Debates over the legal and ethical implications of assisted reproductive technology (ART) continue as advancements in medical technology enable the global expansion of new family forms. Beyond the infertile, same-sex couples and single individuals are now able to create families with their own genetic material. But when surrogacy arrangements involve individuals from more than one nation, the legal status of the parents and of the resulting child may be uncertain. So-called “stateless” children born through international surrogacy arrangements (ISAs) have prompted an international discussion about whether a Hague Convention on International Surrogacy is needed. Of additional concern is the potential for exploitation of women in the international surrogacy process. Different countries have reached starkly different conclusions to some of these legal and ethical questions. Some, for example, view surrogacy as subject to exactly the same principles as adoption, while others view surrogacy as involving unique principles.
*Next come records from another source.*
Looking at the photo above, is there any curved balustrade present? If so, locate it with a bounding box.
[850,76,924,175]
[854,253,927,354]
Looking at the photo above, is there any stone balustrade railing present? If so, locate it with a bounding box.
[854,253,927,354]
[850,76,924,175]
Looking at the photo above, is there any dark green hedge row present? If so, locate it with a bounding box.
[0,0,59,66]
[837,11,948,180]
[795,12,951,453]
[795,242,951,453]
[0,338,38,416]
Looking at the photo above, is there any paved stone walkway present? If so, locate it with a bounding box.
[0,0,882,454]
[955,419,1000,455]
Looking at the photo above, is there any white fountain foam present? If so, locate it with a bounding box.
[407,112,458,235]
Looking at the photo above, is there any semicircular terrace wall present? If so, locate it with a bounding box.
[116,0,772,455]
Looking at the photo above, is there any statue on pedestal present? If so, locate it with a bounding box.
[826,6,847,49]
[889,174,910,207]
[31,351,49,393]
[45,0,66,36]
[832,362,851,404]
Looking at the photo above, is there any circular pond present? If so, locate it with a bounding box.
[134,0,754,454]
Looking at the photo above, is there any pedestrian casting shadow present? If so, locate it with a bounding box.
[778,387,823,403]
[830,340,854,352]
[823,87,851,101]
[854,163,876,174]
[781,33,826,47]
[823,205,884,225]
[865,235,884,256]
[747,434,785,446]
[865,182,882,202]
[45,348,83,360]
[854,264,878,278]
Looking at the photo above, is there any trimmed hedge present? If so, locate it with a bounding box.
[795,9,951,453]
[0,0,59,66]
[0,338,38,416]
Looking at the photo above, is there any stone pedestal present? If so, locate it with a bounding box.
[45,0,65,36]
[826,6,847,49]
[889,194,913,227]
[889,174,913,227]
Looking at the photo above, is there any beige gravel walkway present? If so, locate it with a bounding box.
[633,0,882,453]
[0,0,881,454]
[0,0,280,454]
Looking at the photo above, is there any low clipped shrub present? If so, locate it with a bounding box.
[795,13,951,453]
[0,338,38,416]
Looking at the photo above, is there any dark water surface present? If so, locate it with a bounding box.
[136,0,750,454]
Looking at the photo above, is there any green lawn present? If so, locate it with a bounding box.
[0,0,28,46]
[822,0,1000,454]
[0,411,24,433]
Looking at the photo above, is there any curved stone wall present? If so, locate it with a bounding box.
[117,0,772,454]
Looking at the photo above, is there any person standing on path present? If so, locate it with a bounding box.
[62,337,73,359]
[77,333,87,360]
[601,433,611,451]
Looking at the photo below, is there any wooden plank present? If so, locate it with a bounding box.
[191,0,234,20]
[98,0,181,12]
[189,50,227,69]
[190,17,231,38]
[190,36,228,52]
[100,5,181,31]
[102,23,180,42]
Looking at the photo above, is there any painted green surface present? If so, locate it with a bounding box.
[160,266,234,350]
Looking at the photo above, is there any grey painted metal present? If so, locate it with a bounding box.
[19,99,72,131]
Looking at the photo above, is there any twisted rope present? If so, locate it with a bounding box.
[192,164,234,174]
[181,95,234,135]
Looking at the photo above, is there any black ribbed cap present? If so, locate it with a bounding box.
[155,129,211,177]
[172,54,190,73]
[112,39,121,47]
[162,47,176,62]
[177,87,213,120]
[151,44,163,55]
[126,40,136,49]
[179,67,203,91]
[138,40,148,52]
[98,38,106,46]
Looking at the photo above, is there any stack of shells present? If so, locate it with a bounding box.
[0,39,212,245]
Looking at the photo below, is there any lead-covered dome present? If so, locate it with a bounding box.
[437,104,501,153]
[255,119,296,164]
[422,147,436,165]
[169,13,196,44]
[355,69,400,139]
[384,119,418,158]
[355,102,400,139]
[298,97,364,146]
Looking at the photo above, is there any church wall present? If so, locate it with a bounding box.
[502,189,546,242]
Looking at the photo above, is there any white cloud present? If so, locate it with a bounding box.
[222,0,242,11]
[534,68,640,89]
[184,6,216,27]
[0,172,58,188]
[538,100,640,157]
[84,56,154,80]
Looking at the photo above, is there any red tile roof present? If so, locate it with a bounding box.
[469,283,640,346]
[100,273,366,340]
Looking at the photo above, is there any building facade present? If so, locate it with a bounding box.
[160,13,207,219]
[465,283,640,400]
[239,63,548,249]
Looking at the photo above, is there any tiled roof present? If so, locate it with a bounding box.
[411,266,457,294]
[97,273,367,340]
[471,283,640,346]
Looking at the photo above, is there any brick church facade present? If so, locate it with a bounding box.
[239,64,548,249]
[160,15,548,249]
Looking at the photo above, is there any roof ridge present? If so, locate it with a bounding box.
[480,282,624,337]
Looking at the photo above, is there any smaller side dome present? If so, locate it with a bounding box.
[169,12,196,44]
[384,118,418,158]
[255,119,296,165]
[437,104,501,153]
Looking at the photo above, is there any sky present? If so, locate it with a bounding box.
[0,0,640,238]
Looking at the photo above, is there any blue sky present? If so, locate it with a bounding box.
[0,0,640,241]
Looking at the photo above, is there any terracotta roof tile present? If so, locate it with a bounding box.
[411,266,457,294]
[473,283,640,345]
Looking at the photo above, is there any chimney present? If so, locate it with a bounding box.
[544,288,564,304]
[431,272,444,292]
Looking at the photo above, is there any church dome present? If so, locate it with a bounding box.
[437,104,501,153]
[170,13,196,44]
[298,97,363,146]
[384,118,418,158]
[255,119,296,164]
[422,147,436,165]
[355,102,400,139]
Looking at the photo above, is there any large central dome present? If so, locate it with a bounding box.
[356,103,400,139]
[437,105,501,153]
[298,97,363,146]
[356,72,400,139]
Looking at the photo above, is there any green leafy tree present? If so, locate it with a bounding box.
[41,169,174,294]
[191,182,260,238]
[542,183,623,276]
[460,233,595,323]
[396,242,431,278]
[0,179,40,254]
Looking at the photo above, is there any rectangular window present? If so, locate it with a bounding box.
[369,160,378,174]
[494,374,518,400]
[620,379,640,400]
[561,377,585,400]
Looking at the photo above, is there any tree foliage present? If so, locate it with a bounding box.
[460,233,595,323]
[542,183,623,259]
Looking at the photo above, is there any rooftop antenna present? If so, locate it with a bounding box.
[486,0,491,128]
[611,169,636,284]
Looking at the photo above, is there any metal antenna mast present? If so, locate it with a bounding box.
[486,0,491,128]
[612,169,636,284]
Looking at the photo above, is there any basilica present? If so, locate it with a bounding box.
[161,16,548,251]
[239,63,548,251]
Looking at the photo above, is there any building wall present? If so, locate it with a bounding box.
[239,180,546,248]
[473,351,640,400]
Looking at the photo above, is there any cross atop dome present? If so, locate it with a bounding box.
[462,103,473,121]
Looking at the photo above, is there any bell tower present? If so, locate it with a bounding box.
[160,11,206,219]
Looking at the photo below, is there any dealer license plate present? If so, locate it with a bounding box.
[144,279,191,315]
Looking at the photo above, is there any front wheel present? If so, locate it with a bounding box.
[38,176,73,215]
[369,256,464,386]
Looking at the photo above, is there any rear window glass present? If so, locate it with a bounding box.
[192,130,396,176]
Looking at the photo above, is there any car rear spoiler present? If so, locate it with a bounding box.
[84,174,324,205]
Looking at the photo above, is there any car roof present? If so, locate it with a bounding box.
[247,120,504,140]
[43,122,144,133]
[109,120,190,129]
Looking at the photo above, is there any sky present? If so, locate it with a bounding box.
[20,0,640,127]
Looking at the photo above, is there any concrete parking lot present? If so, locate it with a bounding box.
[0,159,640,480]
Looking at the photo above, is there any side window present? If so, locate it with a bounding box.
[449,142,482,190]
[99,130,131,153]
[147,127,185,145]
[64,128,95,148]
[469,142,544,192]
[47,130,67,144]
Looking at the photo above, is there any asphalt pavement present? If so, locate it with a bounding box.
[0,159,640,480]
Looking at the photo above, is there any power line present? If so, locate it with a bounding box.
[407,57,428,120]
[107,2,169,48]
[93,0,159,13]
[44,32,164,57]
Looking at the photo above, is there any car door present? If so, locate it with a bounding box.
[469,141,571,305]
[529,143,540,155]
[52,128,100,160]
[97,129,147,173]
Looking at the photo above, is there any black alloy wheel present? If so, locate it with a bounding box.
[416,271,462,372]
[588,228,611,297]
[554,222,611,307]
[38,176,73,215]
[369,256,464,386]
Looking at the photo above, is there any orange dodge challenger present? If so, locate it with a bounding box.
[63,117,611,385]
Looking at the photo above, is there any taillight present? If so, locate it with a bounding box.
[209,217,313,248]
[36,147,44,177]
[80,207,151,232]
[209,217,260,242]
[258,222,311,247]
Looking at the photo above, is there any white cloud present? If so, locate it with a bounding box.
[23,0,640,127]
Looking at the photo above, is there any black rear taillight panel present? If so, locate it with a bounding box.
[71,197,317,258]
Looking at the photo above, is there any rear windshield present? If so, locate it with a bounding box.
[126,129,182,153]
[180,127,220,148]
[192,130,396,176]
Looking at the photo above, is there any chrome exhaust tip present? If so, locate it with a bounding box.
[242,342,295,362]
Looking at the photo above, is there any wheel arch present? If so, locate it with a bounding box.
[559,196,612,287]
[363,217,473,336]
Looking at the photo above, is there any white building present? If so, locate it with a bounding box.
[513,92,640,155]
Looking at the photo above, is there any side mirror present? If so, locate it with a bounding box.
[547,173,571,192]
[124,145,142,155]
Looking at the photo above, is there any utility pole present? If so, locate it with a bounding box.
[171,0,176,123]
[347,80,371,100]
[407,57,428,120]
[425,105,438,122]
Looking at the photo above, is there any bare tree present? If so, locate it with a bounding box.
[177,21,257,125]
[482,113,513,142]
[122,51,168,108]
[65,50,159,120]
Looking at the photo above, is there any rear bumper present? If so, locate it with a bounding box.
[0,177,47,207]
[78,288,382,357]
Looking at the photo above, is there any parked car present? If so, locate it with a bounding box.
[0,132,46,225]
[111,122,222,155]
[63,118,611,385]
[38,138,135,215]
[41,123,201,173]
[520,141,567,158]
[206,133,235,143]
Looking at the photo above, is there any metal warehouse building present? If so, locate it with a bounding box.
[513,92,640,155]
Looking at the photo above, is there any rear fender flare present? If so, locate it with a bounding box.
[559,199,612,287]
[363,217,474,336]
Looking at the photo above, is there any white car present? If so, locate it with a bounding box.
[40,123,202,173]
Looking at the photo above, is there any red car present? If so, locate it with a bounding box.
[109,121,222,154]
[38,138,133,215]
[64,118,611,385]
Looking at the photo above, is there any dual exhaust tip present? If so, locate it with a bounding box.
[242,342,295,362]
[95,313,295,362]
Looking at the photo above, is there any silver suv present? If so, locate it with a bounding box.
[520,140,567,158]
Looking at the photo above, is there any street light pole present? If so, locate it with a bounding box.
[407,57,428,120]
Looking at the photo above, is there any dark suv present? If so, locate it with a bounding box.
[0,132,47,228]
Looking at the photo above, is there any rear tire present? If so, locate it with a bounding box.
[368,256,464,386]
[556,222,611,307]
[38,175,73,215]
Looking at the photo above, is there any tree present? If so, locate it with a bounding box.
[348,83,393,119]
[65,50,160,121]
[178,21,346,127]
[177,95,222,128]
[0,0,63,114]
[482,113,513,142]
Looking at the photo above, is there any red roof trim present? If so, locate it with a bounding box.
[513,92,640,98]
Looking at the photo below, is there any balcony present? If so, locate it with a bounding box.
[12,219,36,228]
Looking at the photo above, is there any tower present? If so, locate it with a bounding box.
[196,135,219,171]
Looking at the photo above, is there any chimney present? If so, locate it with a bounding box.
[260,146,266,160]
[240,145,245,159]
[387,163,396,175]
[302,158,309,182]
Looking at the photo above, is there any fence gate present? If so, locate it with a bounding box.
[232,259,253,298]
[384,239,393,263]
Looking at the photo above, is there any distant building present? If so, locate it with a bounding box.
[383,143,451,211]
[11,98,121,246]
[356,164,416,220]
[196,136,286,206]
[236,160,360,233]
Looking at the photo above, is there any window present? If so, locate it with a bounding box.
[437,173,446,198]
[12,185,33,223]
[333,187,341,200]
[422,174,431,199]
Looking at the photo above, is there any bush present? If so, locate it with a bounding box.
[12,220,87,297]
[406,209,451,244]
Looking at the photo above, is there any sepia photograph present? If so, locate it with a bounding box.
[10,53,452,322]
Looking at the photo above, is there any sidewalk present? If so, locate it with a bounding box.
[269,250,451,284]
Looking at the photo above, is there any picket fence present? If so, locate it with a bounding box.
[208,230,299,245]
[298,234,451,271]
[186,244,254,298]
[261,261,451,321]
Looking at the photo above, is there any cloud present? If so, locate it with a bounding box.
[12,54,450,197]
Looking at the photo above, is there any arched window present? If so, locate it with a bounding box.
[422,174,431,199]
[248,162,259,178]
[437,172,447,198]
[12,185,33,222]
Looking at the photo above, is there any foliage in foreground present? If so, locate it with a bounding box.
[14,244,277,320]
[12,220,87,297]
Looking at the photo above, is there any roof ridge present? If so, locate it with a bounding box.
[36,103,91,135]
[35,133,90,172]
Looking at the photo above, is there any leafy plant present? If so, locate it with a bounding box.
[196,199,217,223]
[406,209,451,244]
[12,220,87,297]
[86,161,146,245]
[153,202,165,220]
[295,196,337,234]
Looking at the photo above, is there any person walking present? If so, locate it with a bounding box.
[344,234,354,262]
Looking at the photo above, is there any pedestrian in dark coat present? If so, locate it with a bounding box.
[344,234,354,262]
The Hague Conference on Private International Law (HCCH) is engaged in research on these issues as well.
To help find clarity and protect all of those involved in the process, the Section of Family Law, along with the Section of Science & Technology Law and the Section of Real Property, Trust and Estate Law as cosponsors, drafted a comprehensive paper addressing these issues. The paper was presented as a Resolution for consideration by the ABA House of Delegates at the February 2016 Midyear Meeting in San Diego, California.
While the sponsors of the Resolution support the general goal of an international convention on private international law concerning children, including international surrogacy arrangements, conflict of laws and comity (i.e., cross-border recognition of parentage judgments) should be the cornerstone of any such collective international approach as opposed to regulation of the surrogacy industry itself. A convention of this type should recognize the clear distinctions between adoption and surrogacy rather than reflexively applying legal frameworks created for adoptions, such as the existing Hague Convention on Adoption, to surrogacy arrangements. The HCCH itself has acknowledged that the existing adoption convention may not be suited to address the issues raised by international surrogacy. The sponsors’ position is that the Hague Convention on Protection of Children and Co-Operation in Respect of Intercountry Adoption (1993) is not an appropriate model for any convention regarding surrogacy.
The sponsors strongly urge that any convention allows individual member countries to regulate surrogacy as deemed appropriate by that country, without imposing new international restrictions on surrogacy arrangements.
It is the sponsors’ view that international regulation of surrogacy arrangements could lead to other problems that will complicate the issues rather than resolve them. Most important, the sponsors’ position is that rather than regulating the details and mechanics of surrogacy itself, what is most needed is an agreement among countries to recognize parentage judgments validly issued by participating countries. This would ensure that the parental relationship and citizenship status of all children, no matter the circumstance of their birth, are not left to the uncertainties of the varied legal approaches of individual nations.
This Resolution was adopted by the House of Delegates in February 2016, and now is a formal Resolution (112B) of the ABA.